In the few years after Frank Shorter won the Olympic gold medal in the 1972 Olympic marathon, officially starting the running boom in the United States, there was no marathoner more famous or more accomplished than Bill Rodgers. A small town, easy going, aloof, simple man, who decided to quit the party, smoking and drinking scene to discover his gift for running and embraced it to the fullest. He won the Boston Marathon four times and is the only man with four victories in the New York City Marathon. He also was an Olympian in 1976.
Rodgers was an above average runner during his high school years. Faster than whatever you or I can run a mile to 5K, but not enough to be a legend or anything close. But in college he happened to room with Amby Burfoot, whose dream was to one day win the Boston Marathon, which he did in 1968. Burfoot was tutored by Young Johnny Kelley, the 1957 Boston champion, who in turn had been tutored by Johnny “The Elder” Kelley, winner of two Bostons plus a record seven second places.
Rodgers trained with Burfoot in 1968 and even kept pace with him in long 20+ milers after a night of drinking and partying. Yet, he never thought of running long distances competitively.

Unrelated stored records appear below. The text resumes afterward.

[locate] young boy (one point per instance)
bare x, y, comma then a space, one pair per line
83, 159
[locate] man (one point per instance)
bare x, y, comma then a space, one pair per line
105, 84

In Marathon Man, Rodgers treats us with a first person account of his journey from an ordinary citizen, a teacher and an OK runner to the most decorated long distance US runner in history. This is not your typical “look-how-great-I-am” biography, it is a journey with many ups and downs; with struggles, both physical and financial; it is a story of both DNFs and breaking finish line tapes.
Most of the book is centered on Rodgers’ win of the Boston Marathon on April 21st, 1975. Fifteen of the 21 chapters start with an exquisitely detailed account of the race, enriched throughout with the lore of this, the most famous footrace in the history of footraces. From there on, the second part on each one of those chapters are flashbacks to his life starting eight years before that day and finishing at the start of that particular race. Two chronicles of the same story are happening simultaneously, which provides incredible dynamism to the narrative. Once he wins, he focuses on his Olympic experience and his first New York City win. The latter one was the one that happen to put that marathon in the map.
Bill was not just an airheaded runner. He stood for certain political beliefs and stood by them, becoming a conscientious objector to the Vietnam War, who paid consequences. He had clashes with the AAU and voiced his displeasure at them taking away the monies athletes won while not allowing them to make a living from their talents. There are also plenty of insights about the early days of the running boom. This is great stuff for anyone who enjoys or has enjoyed long distance running or followed it 25-30 years ago.
On a personal note, Rodgers has always intrigued me because when I started running as a teenager he was the top dog. He won the very first marathon I ran, Orange Bowl 1983, and I had the chance to see him fly by twice throughout the course. After my second Marathon, New York 1983, my dad bought me a Bill Rodgers set of short and shirt, which I used only for my top races, including my 3rd and 4th marathons, where I had my two best times. My 5th Marathon, Philadelphia 2012, was won by Rodgers way back when. So somehow he’s been a presence during all my long distance endeavors.
This is a fascinating biography about a fascinating character narrated in a fascinating way. Worth not only every penny but also every minute you’ll invest reading it.